Southern Church: My (Limited) Experience

When I was a little kid, I spent a lot of time with both sets of grandparents. And spending a lot of time with them, also meant that I went to church with them every once in a while. While I don’t remember every single time that I went with them, I do remember that they were some of the best times.

Both sets were born and raised in small towns, and so they still went to small town churches when I was small. I know many people have seen them, and have probably been in them. And every small town in the South has at least two, sometimes more. They’re these small buildings, maybe 10 pews on each side, and a small piece of building off of the Sanctuary, where the kitchen and bathrooms are…if there are bathrooms, but we’ll come to that in a minute. Most of the time they have parking lots that are either dirt or gravel…and a nightmare for the ladies in fancy dresses if it’s rained.

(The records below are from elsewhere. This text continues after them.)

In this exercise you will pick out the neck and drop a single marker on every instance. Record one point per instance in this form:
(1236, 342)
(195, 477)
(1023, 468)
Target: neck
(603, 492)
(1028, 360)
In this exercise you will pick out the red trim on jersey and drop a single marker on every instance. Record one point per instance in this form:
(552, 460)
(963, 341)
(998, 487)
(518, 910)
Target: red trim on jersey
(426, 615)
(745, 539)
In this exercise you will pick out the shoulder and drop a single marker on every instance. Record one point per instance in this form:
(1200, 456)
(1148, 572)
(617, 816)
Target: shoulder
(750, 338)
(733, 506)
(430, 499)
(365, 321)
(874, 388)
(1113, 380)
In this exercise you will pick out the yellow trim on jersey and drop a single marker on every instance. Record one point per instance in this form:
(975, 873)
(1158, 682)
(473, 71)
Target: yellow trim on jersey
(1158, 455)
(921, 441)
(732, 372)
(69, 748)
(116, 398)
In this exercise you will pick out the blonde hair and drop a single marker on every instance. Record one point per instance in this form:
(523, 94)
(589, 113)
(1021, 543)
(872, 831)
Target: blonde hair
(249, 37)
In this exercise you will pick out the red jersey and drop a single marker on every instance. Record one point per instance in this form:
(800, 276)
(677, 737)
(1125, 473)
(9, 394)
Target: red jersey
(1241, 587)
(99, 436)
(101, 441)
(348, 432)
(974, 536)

My maternal grandfather was a Methodist preacher. It was always interesting to watch him give a sermon. I wasn’t always the most still child but there were times when I would be still while listening to him. Well maybe mostly watching…I’m not sure if I did much listening. My grandmother would always give me a pen and an extra bulletin to draw on, just to keep me occupied.

My other grandparents were Primitive Baptists. If you don’t know much about the denomination, you’ll have to Google it because I don’t know much about them either. What I do know, but not why exactly, is that they don’t play music or sing during the service. But my grandparents’ church members would sing Amazing grace for me because I love it so much. And the foot washing. I was only there once for this and don’t really remember much about it…I mean it does sound simple. The men and women would separate and wash each other’s feet.

My favorite part of any church service was what came after the sermon. Dinner on the Green. In the church yard of many, if not all, small town churches, you might have seen those huge cement tables. This is where it happens. The ladies bring out their dishes, sometimes two or three per lady, and lay them all out: Meat all together at one end; vegetables and casseroles were next; then the beautiful deserts. Cakes and pies like you would not believe!

Ok it wasn’t just the food that I liked so much about it. It was a time when people came together to share a meal, talk and laugh, and generally fellowship together. There may have been a little gossip…I mean this IS the South, but mostly, it was people talking about their lives, their children and grandchildren and the wonderful things they’d done. And even as a small child, I knew that this was important.

While those beautiful little churches still stand, many of the congregants have moved on to bigger churches in bigger towns. It’s an unfortunate thing, but it’s the way of things: people change as time goes on.